Yazılarımı takip eden okuyucularım, bir önceki yazımda, 2008 küresel finans krizinin nedenleri ve ülkemizin krizden çıkarması gereken dersler hakkındaki görüşlerimi paylaştığımı hatırlayacaklardır. Bu günkü yazımda ise krizin etkisini devam ettiren bazı sonuçları karşısında nelerin yapılması gerektiği konularını irdelemek istiyorum.
A.B.D. başta olmak üzere tüm gelişmiş ülkelerde krizin ilk görülen sonucu, menkul kıymetler borsalarının çöküşü olmuştur. Borsalara, menkul kıymetlere ve bankalara olan güven yerle bir olmuş, buralardan çekilen paralar, özellikle altın, gümüş, platin gibi kıymetli madenlere akmış, bunların fiyatları tüm dünyada aşırı yükselmiştir. Değinilen varlıklara ilk günlerdeki kadar olmasa da talep canlılığını korumaktadır. Dolayısıyla, bu varlıkların fiyatları hala artma eğilimindedir.
Bilindiği gibi ülkemiz net altın ithalatçısıdır. Her yıl milyarlarca dolar altın ithalatına harcanmaktadır. Krizle birlikte ülkemizde altına aşırı talep olmuş, altın ithalatımız % 1.711 artışla yaklaşık 20 milyar dolara yaklaşmıştır. Bu günlerdeki “cari açığın” önemli kısmı altın ithalatından ileri gelmektedir. Bu durum, dövize olan talebi sürekli canlı tutmakta, kurların istikrara kavuşmasına engel olmaktadır. Yapılması gereken ilk iş, altına olan talebin önüne geçmektir. Enflasyonun üç veya beş puan üzerinde faizi olan banka mevduatının, bu sorun için işe yaradığı, geçmiş tecrübelerle sabittir. Diğer bir seçenek, menkul kıymetler borsasındaki hisse senetlerinin alternatif yatırım aracı haline gelmesidir. Bunun için finansal okur-yazarlığın artırılması, küçük tasarrufların borsaya akışının devlet tarafından teşvik edilmesi, bunların zarar etmesinin önlenmesi, borsada haksız kazanç elde edilmesine izin vermeyen denetim sisteminin kurulması, aracı kurumların sermaye yapısı, bunların işleyişi ile küçük yatırımcıya güven vermesi gerekir.
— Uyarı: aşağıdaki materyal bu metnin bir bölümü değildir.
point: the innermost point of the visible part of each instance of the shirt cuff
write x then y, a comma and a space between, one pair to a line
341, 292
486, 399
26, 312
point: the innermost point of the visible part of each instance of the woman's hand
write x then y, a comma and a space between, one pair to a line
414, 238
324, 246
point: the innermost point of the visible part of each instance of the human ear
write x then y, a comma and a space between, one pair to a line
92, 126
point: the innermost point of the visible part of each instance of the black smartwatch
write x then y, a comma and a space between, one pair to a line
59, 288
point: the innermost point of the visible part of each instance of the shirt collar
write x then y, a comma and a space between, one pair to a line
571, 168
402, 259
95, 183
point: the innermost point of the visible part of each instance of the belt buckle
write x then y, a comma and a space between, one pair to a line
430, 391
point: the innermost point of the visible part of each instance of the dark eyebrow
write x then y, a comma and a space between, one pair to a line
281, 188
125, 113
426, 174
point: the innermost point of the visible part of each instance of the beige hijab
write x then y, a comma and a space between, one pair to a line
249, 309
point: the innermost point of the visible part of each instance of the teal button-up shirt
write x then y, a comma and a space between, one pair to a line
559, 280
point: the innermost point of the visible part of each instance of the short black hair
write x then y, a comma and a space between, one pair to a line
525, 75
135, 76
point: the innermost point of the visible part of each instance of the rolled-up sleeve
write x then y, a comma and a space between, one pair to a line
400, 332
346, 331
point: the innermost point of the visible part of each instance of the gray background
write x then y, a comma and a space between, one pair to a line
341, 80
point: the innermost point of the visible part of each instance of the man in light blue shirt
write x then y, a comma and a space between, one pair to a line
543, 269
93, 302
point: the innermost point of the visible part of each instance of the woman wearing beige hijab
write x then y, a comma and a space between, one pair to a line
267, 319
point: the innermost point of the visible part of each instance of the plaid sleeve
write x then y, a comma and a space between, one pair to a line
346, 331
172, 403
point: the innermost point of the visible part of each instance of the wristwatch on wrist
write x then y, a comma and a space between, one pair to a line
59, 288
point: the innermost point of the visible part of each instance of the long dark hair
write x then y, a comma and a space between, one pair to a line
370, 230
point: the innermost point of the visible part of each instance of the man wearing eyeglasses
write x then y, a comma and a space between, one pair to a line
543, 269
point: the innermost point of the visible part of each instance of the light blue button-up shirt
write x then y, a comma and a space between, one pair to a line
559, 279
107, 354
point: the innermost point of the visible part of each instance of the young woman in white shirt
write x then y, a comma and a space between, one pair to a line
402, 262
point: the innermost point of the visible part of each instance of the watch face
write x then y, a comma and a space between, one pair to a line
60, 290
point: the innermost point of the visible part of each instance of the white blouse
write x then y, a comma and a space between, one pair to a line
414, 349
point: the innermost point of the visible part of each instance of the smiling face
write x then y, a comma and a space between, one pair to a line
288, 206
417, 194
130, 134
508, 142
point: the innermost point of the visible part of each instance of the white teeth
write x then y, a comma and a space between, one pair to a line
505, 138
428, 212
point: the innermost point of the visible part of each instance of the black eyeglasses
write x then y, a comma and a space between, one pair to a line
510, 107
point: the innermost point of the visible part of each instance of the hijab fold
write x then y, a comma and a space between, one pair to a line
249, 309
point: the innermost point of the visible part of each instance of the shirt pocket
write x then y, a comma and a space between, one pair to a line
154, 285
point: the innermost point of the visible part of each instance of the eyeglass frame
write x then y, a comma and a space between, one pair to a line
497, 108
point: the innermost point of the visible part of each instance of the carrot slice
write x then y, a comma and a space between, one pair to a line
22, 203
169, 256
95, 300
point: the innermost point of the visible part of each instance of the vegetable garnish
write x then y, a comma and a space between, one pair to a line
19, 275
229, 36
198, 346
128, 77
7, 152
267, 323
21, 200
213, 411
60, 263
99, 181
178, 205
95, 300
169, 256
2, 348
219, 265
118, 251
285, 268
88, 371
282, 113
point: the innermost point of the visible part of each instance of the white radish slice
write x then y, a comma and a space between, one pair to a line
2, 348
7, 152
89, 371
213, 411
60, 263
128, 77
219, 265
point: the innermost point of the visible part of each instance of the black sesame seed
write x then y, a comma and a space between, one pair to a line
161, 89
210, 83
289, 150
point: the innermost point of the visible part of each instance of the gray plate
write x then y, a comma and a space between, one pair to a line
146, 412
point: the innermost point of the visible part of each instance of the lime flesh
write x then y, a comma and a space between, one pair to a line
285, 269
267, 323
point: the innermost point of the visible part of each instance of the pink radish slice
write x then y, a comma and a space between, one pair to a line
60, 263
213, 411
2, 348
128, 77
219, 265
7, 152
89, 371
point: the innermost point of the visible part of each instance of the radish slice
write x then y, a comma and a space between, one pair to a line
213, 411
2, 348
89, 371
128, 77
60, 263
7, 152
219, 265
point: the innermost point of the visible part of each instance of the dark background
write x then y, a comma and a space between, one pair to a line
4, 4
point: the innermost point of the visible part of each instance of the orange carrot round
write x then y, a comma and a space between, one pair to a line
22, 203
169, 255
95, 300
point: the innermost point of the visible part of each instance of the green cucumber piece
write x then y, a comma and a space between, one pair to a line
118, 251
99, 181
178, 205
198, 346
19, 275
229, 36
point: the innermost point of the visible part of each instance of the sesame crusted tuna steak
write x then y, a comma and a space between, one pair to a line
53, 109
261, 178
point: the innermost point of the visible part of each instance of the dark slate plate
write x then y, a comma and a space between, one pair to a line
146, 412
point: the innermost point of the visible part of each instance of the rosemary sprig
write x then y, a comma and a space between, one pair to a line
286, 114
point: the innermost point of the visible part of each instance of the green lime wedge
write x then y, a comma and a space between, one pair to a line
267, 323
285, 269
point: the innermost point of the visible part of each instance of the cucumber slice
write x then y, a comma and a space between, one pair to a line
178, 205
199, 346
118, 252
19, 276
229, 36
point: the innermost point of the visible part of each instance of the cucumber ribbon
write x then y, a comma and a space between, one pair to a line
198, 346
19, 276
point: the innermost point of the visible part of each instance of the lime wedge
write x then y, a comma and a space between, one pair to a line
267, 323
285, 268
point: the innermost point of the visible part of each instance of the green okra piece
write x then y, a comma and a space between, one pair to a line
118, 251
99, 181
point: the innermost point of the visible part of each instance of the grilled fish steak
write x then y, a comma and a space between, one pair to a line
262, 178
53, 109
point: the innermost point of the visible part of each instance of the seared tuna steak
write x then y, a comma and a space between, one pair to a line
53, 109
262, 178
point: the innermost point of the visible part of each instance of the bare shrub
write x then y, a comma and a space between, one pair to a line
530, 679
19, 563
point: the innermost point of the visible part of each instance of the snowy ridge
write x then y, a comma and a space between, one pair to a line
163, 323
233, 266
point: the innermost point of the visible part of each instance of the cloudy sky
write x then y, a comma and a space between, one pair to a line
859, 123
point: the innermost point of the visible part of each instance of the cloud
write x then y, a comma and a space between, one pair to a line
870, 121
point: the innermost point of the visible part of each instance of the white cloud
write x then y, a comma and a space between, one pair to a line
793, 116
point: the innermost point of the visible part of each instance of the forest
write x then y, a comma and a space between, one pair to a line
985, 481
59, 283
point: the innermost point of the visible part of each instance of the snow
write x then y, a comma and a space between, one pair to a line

Altına olan talebin kırılamaması sorunun bir yüzü ise, son yıllardaki altın mevduat hesabı, altına dayalı sertifika, altın borsası kurulması, hatta bazı bankaların fiziki altın kabulüne rağmen, halkımızın altınları ekonominin dışına çıkararak, yastık altında, kiralık kasalarda veya kadınların kolunda muhafaza ederek ekonomi dışına çıkarması, problemin diğer yüzünü oluşturmaktadır. Bu haliyle, atıl duruma düşen ve Ekonomiden çekilen kaynakların, tekrar ekonomiye kazandırılması için yukarıda sayılan altına dayalı ürünlerin daha da çeşitlendirilmesine ihtiyaç hissedilmektedir.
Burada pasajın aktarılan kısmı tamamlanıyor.